Weniger Geld für Gläubiger

Die Vergangenheit hat gezeigt, dass jede gesetzliche Novelle zulasten der Gläubiger ging. Sprich, sie erhielten immer weniger finanzielle Rückflüsse, wodurch langfristig ihre eigene Finanzstabilität ins Wanken geraten kann.

  • Seit Inkrafttreten der Novelle im Juli 2021 (bis Ende 2024) wurde bei den 3-jährigen Abschöpfungen im Schnitt pro Fall um 31 % weniger Geld zurückbezahlt und verteilt als bei den 5-jährigen Abschöpfungen pro Fall im selben Zeitraum.
  • Ähnliche Situation bei den Zahlungsplanquoten: Vor dem Inkrafttreten des IRÄG (2017) betrug die durchschnittlich abgeschlossene Zahlungsplanquote 32 %, im Jahr 2024 waren es nur noch 25,75 %.  

Abschöpfungsplan wurde ausgehöhlt

Die Entschuldungsdauer von 5 Jahren in der Abschöpfung war vor der jüngsten Novelle im Jahr 2021 in Österreich Standard. Mit der Möglichkeit sich auch in 3 Jahren via Tilgungsplan entschulden zu können, wurde das Verfahren (Abschöpfungsplan) de facto ausgehöhlt.

  • Heute dauern fast alle Abschöpfungsverfahren 3 Jahre (2024: 97 % Tilgungspläne) – nur 3 Prozent aller Abschöpfungsverfahren haben 2024 5 Jahre (Abschöpfungspläne) gedauert.
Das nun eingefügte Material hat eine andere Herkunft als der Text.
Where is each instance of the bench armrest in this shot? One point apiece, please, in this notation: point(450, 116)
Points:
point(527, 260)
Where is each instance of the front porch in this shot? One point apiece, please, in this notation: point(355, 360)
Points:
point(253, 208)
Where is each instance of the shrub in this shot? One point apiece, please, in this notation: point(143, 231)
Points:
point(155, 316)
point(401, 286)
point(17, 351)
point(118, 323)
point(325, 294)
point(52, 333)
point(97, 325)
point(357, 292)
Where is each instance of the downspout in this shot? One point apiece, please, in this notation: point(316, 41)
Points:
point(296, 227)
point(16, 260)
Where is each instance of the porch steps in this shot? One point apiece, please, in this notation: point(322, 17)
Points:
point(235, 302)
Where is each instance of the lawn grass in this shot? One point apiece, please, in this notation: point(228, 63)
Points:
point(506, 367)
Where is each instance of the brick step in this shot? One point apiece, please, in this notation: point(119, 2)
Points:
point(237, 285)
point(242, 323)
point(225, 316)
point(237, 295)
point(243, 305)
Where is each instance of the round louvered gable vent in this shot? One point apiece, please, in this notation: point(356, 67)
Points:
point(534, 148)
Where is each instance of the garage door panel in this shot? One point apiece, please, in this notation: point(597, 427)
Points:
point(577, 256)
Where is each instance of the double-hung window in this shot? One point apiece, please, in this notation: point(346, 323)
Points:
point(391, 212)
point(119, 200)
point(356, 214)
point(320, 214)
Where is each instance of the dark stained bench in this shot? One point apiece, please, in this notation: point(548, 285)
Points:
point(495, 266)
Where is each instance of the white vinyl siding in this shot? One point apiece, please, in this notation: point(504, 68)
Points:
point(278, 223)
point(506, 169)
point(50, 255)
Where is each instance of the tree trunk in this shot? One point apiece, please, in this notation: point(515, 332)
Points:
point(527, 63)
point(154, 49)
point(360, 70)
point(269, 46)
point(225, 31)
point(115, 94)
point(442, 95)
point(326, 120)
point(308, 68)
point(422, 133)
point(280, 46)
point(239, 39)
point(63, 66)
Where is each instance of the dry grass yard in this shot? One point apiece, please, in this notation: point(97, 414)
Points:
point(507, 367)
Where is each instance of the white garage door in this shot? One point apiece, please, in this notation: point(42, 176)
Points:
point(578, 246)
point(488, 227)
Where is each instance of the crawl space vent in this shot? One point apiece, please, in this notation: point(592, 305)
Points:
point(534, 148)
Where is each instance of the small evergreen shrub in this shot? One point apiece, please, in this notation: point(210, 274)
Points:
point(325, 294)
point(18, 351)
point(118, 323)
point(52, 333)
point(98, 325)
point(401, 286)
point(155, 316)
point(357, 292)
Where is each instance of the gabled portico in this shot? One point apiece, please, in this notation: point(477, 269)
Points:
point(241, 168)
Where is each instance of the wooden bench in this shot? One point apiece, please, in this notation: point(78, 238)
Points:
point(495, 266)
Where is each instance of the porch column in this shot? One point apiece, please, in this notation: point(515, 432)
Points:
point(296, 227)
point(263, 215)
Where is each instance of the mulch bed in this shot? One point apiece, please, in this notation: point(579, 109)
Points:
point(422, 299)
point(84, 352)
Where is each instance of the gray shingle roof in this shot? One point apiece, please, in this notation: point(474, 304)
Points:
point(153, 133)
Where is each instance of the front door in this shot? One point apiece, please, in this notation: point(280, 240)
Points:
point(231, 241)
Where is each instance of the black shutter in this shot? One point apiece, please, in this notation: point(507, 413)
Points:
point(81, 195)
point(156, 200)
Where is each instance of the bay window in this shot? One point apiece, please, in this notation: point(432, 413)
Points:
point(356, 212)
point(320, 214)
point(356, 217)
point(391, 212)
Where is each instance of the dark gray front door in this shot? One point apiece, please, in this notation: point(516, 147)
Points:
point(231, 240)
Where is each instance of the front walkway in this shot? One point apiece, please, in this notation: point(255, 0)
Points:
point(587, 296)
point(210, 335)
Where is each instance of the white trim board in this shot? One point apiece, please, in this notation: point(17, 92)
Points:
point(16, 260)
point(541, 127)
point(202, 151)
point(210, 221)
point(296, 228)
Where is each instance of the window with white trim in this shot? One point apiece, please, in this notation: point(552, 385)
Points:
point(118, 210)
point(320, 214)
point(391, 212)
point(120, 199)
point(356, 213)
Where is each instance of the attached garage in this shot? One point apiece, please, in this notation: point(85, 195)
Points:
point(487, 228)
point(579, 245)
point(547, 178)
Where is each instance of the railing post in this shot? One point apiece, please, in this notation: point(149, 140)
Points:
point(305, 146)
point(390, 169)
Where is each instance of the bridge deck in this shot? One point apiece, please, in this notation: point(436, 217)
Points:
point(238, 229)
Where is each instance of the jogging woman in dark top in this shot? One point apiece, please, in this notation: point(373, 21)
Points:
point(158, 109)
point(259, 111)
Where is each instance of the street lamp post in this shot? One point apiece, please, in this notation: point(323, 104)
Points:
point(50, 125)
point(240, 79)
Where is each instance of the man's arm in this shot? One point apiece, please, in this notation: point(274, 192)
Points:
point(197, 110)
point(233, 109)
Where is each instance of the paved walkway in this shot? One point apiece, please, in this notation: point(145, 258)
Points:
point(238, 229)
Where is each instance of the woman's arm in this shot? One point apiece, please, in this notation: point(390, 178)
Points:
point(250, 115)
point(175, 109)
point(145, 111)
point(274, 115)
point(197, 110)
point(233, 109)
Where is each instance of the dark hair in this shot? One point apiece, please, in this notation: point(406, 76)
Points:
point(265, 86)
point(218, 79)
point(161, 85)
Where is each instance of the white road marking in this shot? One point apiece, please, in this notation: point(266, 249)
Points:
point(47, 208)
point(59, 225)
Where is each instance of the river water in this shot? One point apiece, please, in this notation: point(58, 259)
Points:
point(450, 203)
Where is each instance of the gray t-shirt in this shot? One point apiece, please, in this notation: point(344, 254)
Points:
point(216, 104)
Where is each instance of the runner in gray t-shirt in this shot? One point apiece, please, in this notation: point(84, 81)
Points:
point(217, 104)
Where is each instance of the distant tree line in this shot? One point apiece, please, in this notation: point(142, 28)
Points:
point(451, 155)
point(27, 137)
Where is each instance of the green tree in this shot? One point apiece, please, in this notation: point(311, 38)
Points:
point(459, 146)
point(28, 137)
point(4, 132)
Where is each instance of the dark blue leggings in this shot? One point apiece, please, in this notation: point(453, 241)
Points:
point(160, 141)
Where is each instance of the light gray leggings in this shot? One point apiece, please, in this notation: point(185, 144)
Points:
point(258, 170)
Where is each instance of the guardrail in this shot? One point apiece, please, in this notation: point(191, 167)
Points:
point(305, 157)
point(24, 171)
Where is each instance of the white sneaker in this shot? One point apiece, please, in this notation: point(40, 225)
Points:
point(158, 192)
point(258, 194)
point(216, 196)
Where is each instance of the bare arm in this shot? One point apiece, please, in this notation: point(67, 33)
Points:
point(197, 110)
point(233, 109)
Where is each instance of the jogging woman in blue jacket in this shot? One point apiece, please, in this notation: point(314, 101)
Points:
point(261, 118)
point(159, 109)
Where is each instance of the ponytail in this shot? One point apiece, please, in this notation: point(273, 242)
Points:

Der 3-jährige Tilgungsplan sollte nur besonders „redlichen privaten Schuldnern“ und ehemaligen Unternehmern offenstehen. In der Praxis aber entschuldet sich fast jeder über den Tilgungsplan. Im Ergebnis bekommen Gläubiger weniger Geld zurück, weil den Schuldnern weniger Zeit für Rückzahlungen bleibt. Das, obwohl es bereits im Jahr 2017 zu einer Reduzierung der Entschuldungsdauer von 7 auf 5 Jahre (inkl. Abschaffung der Mindestquote von 10 %) gekommen ist.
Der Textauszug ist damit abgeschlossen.